High Commissioner of Bangladesh to India
- In office 8 August 1986 – 3 January 1992
- Preceded by: A. K. Khandker
- Succeeded by: Farooq Sobhan

Foreign Secretary
- In office 10 October 1984 – 17 July 1986
- Preceded by: A.H. Ataul Karim
- Succeeded by: Fakhruddin Ahmed

Ambassador of Bangladesh to the European Economic Community, Belgium, Luxembourg, and the Netherlands
- In office 22 December 1978 – 15 July 1982
- Preceded by: Abul Ahsan
- Succeeded by: Manzoor Ahmed Choudhury

Ambassador of Bangladesh to Bahrain and the United Arab Emirates
- In office 1976–1978

Personal details
- Born: 4 January 1934 Karimganj, Assam, British India
- Died: 17 May 2017 (aged 83) Dhaka, Bangladesh
- Party: Awami League

= Faruq Ahmed Choudhury =

Bangladeshi diplomat

Faruq Ahmed Choudhury (4 January 1934 – 17 May 2017) was a Bangladeshi diplomat. He served as Bangladesh's first Chief of Protocol beginning in 1972, Foreign Secretary from 1984 to 1986, and High Commissioner to India from 1986 to 1992.

==Career==
===Early life and career===
Choudhury was born in Karimganj, Assam, British India, on January 4, 1934. In 1956, Choudhury entered the Foreign Service of Pakistan as a diplomat (Bangladesh, then known as East Pakistan, was part of the country at the time). He held several appointments within the Foreign Office and several Parkistani embassies.

===Bangladesh foreign service===
In 1972, Choudhury was appointed as Bangladesh's first Chief of Protocol, within the Ministry of Foreign Affairs, following the country's independence from Pakistan.

From 1972 until 1976, Choudhury served as the Deputy High Commissioner of Bangladesh to the United Kingdom, where he took part in the negotiations for Bangladesh's entry in to the Commonwealth in 1972. Choudhury was next appointed as Bangladesh's Ambassador to Bahrain and the United Arab Emirates from 1976 to 1978. He then served as Ambassador accredited to both the European Economic Community (EEC) and the Benelux nations - Belgium, Luxembourg and the Netherlands - from 1978 until 1982.

Choudhury returned to the home office of the Ministry of Foreign Affairs in 1982. He was the chief coordinator for the 13th OIC Foreign Ministers' Meeting, which was held in 1983 in Dhaka. He then held the post of Additional Foreign Secretary from 1983 to 1984.
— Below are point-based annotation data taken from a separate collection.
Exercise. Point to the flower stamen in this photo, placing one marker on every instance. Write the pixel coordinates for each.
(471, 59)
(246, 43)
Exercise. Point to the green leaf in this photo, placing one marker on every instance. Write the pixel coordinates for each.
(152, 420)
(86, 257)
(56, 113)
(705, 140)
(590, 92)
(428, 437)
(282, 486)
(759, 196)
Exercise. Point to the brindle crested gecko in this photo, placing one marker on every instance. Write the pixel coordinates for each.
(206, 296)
Faruq Choudhury was appointed Foreign Secretary, the highest ranking non-political official with the Ministry of Foreign Affairs, from 1984 to 1986.
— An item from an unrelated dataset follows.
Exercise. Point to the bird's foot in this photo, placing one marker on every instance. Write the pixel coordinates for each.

Choudhury next served as High Commissioner of Bangladesh to India from 1986 until his retirement in 1992.

Choudhury retired from Ministry of Foreign Affairs in 1992. He wrote several books and focused on social causes during his retirement. He served on the Bangladesh Rural Advancement Committee (BRAC), the world's largest non-governmental development organization, from 1992 until 2006.

In 2014, Choudhury was awarded the IFIC Bank Literature Award for his writings on social and political issues. He also received the Bangla Academy Literary Award in 2016.

== Bibliography ==
Some of his Books are given below-

1. Jiboner Balukabelay (Autobiography)

2. Priyo Farjana

3. Biponno Prithibi (Science Friction)

4. Shorone Bangobondhu(Incidents & Memories with Sheikh Mujibur Rahman)

5. Ghotokal Shomokal

6. Janalay Nana Chobi

7. Shomoyer Aborte

And many more.
He wrote his Memories with Bangabondhu Sheikh Mujibur Rahman on his books.

== Death ==
Choudhury died at Square Hospital in Dhaka on 17 May 2017, at the age of 84.